Quando ho scritto la storia di Giulia che cerca di avere un bambino tramite inseminazione artificiale insieme a un compagno che si rivela essere un uomo superficiale, deludente e manipolatore, avevo bisogno di parlare della forza delle donne che è straordinaria e data sempre per scontata. Volevo dare voce a tutte le guerriere silenziose che da sole si accollano trattamenti invasivi e insopportabili, per il puro desiderio di dare la vita, senza supporto, senza aiuto e spesso sole.
Il titolo è una frase che dico al mio gatto ogni sera, gatto che ho preso proprio per creare un legame intimo di cui avevo così bisogno e che avrei detto a un figlio se lo avessi avuto: La mamma ti ama, non dimenticarlo mai.
Leggendo i tuoi libri ma anche tanto di quello che racconti di te, torna spesso il tema del perdonarsi. Come si arriva a questa benevolenza nei propri confronti?
Forse non si arriva alla benevolenza, ma almeno al comprendere che abbiamo fatto quello che potevamo date le circostanze e le possibilità, anche se sono stati errori madornali, e questo concetto bisogna prima o poi riuscire a estenderlo a chi ci ha cresciuto che ha fatto quello che ha potuto, anche se era pochissimo, anche se era fatto male o anche se non ha fatto assolutamente niente. Se si prova a ripartire dal provare una certa tenerezza nei propri confronti e guardarsi con gli occhi amorevoli che ci sono mancati, prima o poi riusciamo a prenderci per mano.
Si fa realmente pace col proprio passato?

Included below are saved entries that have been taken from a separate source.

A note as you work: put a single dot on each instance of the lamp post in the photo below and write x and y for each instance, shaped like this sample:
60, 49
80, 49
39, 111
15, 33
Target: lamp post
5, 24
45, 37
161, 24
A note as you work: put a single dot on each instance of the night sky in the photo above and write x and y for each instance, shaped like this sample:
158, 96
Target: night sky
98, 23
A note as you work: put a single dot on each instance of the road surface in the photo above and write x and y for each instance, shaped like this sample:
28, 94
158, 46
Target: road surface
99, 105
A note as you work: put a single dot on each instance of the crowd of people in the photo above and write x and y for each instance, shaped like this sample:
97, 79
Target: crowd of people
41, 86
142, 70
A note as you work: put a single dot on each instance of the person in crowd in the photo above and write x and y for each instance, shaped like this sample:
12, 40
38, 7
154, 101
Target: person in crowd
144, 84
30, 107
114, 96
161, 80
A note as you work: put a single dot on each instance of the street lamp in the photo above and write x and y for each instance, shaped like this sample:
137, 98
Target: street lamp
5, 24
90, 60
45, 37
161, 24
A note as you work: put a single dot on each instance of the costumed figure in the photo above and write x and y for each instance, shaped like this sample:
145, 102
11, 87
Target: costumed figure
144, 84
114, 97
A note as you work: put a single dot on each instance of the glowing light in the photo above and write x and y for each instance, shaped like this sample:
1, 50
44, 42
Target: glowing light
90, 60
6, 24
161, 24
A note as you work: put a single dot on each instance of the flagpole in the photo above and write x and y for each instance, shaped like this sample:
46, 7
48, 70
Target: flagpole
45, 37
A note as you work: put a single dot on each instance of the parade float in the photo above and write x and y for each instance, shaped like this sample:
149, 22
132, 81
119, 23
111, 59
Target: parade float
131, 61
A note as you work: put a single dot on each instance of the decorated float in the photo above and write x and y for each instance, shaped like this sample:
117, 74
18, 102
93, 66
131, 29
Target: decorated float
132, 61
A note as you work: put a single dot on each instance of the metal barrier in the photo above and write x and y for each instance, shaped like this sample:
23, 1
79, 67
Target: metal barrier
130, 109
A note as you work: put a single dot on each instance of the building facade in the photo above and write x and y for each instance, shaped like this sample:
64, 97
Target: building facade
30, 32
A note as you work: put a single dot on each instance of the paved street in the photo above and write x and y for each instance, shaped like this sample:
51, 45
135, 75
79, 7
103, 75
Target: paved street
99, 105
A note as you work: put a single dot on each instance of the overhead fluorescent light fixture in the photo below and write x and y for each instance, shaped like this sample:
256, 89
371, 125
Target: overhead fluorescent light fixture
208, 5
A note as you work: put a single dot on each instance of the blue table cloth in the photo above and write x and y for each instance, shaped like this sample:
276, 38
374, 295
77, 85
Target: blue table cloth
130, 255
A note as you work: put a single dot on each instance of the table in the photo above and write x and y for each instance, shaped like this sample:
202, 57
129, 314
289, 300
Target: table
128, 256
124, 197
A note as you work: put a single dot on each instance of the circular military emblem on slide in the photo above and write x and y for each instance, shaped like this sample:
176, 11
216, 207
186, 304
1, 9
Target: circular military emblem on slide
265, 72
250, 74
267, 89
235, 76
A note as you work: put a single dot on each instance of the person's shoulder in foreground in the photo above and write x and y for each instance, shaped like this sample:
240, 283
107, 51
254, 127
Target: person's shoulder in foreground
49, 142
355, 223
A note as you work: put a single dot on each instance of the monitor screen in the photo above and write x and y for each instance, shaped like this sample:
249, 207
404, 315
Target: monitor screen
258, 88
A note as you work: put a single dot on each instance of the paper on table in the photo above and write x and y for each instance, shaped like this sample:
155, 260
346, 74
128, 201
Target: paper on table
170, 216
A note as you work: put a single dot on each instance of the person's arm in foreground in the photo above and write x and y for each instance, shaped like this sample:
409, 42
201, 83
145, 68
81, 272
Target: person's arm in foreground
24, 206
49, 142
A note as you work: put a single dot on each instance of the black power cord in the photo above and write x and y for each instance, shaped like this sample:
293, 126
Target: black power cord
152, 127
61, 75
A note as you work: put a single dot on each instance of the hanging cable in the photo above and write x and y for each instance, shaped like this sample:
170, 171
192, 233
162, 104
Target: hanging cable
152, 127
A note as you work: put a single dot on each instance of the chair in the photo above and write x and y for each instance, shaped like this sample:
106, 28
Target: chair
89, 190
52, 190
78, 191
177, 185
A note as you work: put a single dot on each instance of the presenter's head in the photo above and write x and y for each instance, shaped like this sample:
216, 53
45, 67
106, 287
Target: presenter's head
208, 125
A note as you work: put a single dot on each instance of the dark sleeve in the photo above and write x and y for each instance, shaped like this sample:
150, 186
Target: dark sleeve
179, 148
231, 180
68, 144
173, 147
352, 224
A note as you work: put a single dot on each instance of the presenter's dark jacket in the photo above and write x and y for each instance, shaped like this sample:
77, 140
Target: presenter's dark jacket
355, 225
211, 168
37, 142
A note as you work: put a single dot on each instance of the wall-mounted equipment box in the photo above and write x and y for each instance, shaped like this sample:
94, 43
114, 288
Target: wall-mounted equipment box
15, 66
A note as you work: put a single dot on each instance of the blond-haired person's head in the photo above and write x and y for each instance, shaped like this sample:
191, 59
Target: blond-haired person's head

Tornare a Firenze ha stirato alcune delle tue pieghe?
Non è mai troppo tardi per far pace con sé stessi e il proprio passato.
Il tempo trasforma molte cose, ci rende più schietti, più cauti, più disposti alla trattativa, ma soprattutto ci mette davanti alle cose e alle persone veramente importanti.
Riuscire a chiedere scusa e provare a far meglio richiede una certa dose di umiltà e di coraggio, ma ne vale sempre la pena.
Firenze è rimasta quella che avevo lasciato, tanto diversa da Milano e Roma dove adesso non sarei più stata capace di vivere, o meglio lo avrei fatto se fossi riuscita a piantare radici, ma non è stato il caso, così sono tornata a recuperare quelle che avevo.
È stato difficile scollarti l’etichetta della scrittrice chick lit soprattutto nei primi anni della tua produzione? Non che ci sia qualcosa di male, io ho appena pubblicato un romanzo che potrebbe essere definito rosa, ma mi pare che in Italia sia quasi denigratorio. Nei tuoi libri ho visto una moltitudine di colori, mica solo il rosa.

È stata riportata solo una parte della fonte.